And this is a good example of how you appear to not be familiar with believers in general, and religions in general. Priests or preachers actually tell their congregations what to believe. They guide and shape the religious views of their followers. If you have never listened to a sermon or attended a church, it's understandable that you wouldn't be familiar with the idea of a priest instructing or teaching the congregation in what to believe and how to apply that belief to their lives.
There's also an old general truth that I've heard about being passed on between pastors that most of the members of a congregation will end up thinking about things like what they intend to have for lunch instead of actually listening to a sermon or making any serious effort to actually directly put recommendations into action.
Further,
the majority of people raised in a particular religion stay in that religion. They aren't choosing what to believe so much as believing what they were taught as children to believe.
Again, even within a religion, there can be significant variation. As for choosing what to believe versus being taught... it's not a distinction without a difference, but your rendering of it seems overly simplistic and leaves out the part where a person can certainly choose to believe the things that they were taught as a child and that those beliefs start any evaluation with the incumbent advantage and frequently also benefit from the selection of values that the parents worked to instill into their children.
He knows a lot of Scandinavian Christians, for whom their religion is a minor part of their thinking about life, and more akin to a "working hypothesis" than the totalist belief system here.
You and I are familiar with Southern Baptists and southern Evangelicals, some of the (if not literally the) most radical, extremist, fundamentalist Christians on the planet. The ideological roots of this local religion is found in turning human neighbors into factory farm animals for profit during the slavery era.
I, on the other hand, am most familiar with the Brethren in Christ and the like, which are distinctly less radical and extremist, even if they are still somewhat fundamentalist. I'm also familiar to some notably lesser extent with a number of other significantly varying branches of Christianity and a few other religions.
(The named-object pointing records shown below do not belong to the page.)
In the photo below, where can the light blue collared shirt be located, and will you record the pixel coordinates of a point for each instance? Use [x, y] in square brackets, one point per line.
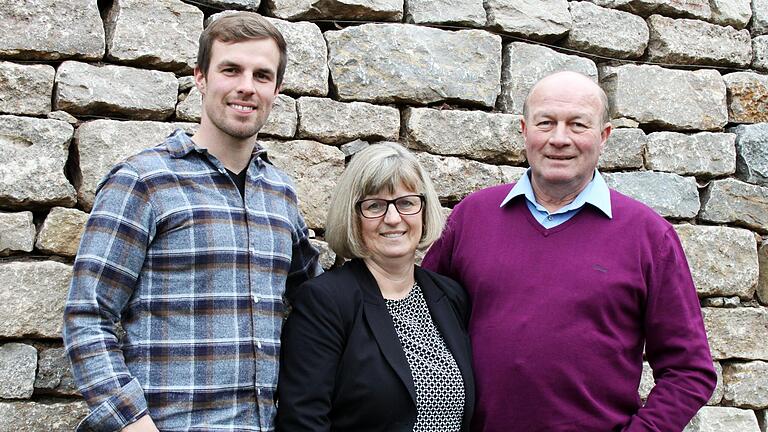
[596, 193]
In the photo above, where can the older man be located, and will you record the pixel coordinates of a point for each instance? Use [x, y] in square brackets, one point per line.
[569, 281]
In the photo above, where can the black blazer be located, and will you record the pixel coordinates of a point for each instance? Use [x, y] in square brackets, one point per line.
[342, 367]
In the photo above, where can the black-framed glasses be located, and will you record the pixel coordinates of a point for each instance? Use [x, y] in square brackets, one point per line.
[377, 207]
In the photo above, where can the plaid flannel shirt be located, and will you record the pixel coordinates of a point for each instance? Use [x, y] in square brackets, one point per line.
[195, 275]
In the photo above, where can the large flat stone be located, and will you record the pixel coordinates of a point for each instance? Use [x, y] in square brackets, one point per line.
[85, 89]
[32, 162]
[490, 137]
[51, 30]
[525, 64]
[705, 154]
[667, 98]
[412, 64]
[669, 194]
[723, 260]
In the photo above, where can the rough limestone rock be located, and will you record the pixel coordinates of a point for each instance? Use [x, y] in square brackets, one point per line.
[156, 34]
[121, 91]
[333, 122]
[36, 417]
[26, 89]
[746, 384]
[51, 30]
[732, 201]
[606, 32]
[525, 64]
[54, 374]
[747, 97]
[490, 137]
[60, 233]
[737, 332]
[723, 260]
[469, 13]
[673, 99]
[314, 167]
[539, 19]
[18, 363]
[669, 194]
[34, 154]
[705, 154]
[407, 63]
[368, 10]
[623, 150]
[17, 232]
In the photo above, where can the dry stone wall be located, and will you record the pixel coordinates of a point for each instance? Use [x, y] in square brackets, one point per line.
[85, 83]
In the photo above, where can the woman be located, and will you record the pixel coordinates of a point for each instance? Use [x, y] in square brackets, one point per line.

No, the evangelicals here have this..."mental boobytrap", where any questioning of the church's theology is presumed to be the work of the devil/demons. They start the brainwashing when you're really young, and it's absolutely brainwashing. We couldn't watch "secular" tv or movies or read secular books, etc. The earth was 6K years old, the rumored "fossil record" was planted by satan, and while the speed of light was "legit", god had created the universe with age. We were not allowed to learn the Pythagorean theorem, because Pythagoras was demonically possessed. We were not allowed to have friends who were not True Christians. We spent an hour a day on religious studies at school learning the correct theology.
The social consequences of deconverting was the easy part, I promise.
Ugh. It's not
as bad for the BIC, but yeah, it's still pretty much brainwashing. I, at least, was raised in a congregation where the pastors usually preferred a somewhat more intellectual and good morals approach, regardless, rather than directly embracing YEC (some of the other congregations embraced it more, though), the Omphalos hypothesis, and general ignorance. Of course, I also went to a public school that only specifically taught about religion in a somewhat secular way, even if students were not especially restricted from gathering to practice their religions. It still took a couple years to largely undo what brainwashing had been done to me, though, and the social consequences for me were quite mild, really, as far as I'm concerned (but then, I'm also mostly a hermit by nature).
ETA:
You cannot multiply wealth by dividing it.
Who's talking about
multiplying it?!
Dividing it is fine!
Ehh... to answer this a bit more seriously than you did, long term, it's a good thing for wealth to multiply, for the sake of all. Partial division is almost always necessary for the healthy and sustainable growth of wealth, though.
I also went to a technically nondenominational church even more often (it's where I went to
school in grades 3-10).
This place.
https://www.capturememphis.com/photos/117959 It used to be called "Central Church" and was an ECS campus.
Again, ugh. I reject the validity of schools like that on a rather fundamental level and am glad for the public schooling that I had.
I'm just point out that the believers he knows are merely "believers", whereas a LOT of the believers we know are in a totalist, apocalyptic cult that somehow is considered completely normal and representative of theists in general, in spite of the fact that it's very much a Christian Taliban hellbent on world domination.
It's also not especially representative even of Protestants, much less Christianity as a whole, for that matter. It's a major subset, but I wouldn't rate it as even a majority.